Now I need to write a couple functions to make this easier::
#include "defs.h"
#include "eval.h"
#include "word.h"
#include <string.h>
static uint8_t dict[DICT_SIZE] = {0};
static size_t last = 0;
The first two functions will operate on the internal dict, and are
intended to be used to maintain the internal dictionary. The first
adds a new word to the dictionary, and the second attempts to look
up a word by name and execute it::
void
append_native_word(const char *name, const uint8_t len, void(*target)(void))
{
store_native(dict+last, name, len, target);
}
bool
execute(const char *name, const uint8_t len)
{
size_t offset = 0;
size_t body = 0;
while (true) {
if (!match_word(dict+offset, name, len)) {
if ((offset = word_link(dict+offset)) == 0) {
return false;
}
continue;
}
body = word_body(dict+offset);
cwexec(dict + body + offset);
return true;
}
}
Actually, now that I think about it, maybe I should also add in a function
to return a uintptr_t to the word, too. Should this point to the header or
to the body? My first instinct is to point to the header and have the caller
(me) use ``word_body`` to get the actual body. That being said, however,
we already have the useful information from the header (namely, the name and
length); the link is only useful for the search phase. Following this logic
means that ``lookup`` will return a pointer to the body. So say we all::
bool
lookup(const char *name, const uint8_t len, uintptr_t *ptr)
{
size_t offset = 0;
size_t body = 0;
while (true) {
if (!match_word(dict+offset, name, len)) {
if ((offset = word_link(dict+offset)) == 0) {
return false;
}
continue;
}
body = word_body(dict+offset);
*ptr = (uintptr_t)(dict + offset + body);
return true;
}
}
The rest of the functions in the header (all of which are publicly
visible) are made available for use later. Maybe (but let's be honest,
probably not) I'll go back later and make these functions private.

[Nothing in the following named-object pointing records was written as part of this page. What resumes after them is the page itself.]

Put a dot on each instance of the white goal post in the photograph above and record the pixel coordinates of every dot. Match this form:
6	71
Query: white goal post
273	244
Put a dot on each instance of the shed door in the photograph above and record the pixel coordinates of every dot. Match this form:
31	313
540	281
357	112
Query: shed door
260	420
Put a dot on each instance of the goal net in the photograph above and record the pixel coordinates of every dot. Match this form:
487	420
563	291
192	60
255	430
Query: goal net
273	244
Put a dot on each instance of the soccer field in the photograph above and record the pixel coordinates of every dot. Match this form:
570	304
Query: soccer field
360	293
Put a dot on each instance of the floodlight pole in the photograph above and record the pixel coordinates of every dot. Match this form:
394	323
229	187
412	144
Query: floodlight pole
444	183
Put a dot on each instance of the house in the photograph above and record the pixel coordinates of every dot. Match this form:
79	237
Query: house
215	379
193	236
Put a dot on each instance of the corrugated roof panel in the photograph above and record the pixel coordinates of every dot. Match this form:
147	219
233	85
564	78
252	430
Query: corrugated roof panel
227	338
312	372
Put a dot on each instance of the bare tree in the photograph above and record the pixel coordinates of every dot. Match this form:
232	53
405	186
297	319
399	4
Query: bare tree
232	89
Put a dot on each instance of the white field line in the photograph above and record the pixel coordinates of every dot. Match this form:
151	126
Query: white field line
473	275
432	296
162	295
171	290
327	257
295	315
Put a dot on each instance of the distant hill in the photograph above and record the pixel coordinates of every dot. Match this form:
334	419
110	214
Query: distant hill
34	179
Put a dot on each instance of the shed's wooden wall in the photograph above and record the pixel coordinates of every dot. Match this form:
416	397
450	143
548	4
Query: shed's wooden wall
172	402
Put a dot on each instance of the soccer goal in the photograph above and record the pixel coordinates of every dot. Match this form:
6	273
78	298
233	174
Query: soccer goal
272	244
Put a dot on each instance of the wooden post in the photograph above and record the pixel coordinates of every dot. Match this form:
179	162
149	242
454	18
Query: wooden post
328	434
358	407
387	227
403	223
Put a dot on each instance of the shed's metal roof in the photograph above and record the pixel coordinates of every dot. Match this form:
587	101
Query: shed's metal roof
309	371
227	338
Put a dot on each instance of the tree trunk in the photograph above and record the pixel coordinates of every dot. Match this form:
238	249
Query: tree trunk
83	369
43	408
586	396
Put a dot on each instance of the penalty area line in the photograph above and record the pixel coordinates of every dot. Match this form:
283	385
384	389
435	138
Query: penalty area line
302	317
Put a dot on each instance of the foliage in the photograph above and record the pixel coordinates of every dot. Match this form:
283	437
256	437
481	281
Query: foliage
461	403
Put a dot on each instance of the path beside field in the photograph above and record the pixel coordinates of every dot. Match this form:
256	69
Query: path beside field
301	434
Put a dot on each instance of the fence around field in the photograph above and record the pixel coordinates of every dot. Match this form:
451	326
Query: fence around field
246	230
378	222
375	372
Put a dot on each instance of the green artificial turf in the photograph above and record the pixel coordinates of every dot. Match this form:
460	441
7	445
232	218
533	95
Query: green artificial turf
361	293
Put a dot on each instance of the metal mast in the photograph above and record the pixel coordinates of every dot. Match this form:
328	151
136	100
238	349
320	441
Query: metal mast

The first such function stores a native (built-in) word. This is what
``append_native_word`` is built around::
void
store_native(uint8_t *entry, const char *name, const uint8_t len, void(*target)(void))
{
uintptr_t target_p = (uintptr_t)target;
size_t link = 2 + len + (2 * sizeof(uintptr_t));
/* write the header */
entry[0] = len;
entry[1] = 0; // flags aren't used yet
memcpy(entry+2, name, len);
memcpy(entry+2+len, &link, sizeof(link));
/* write the native executor codeword and the function pointer */
memcpy(entry, (uint8_t *)(&nexec_p), sizeof(uintptr_t));
memcpy(entry + sizeof(uintptr_t), (uint8_t *)(&target_p), sizeof(uintptr_t));
}
The rest of the functions are utility functions. ``match_word`` is used
to... match words::
bool
match_word(uint8_t *entry, const char *name, const uint8_t len)
{
if (entry[0] != len) {
return false;
}
if (memcmp(entry+2, name, len) != 0) {
return false;
}
return true;
}
Finally, ``word_link`` returns the offset to the next function (e.g. so
as to be able to do ``entry+offset``) and ``word_body`` returns the offset
to the body of the word::
size_t
word_link(uint8_t *entry)
{
size_t link;
if (entry[0] == 0) {
return 0;
}
memcpy(&link, entry+2+entry[0], sizeof(link));
return link;
}
size_t
word_body(uint8_t *entry)
{
return 2 + entry[0] + sizeof(size_t);
}
That about wraps up this chunk of work. Next to maybe start porting builtins? I
also need to rewrite the parser and I/O layer.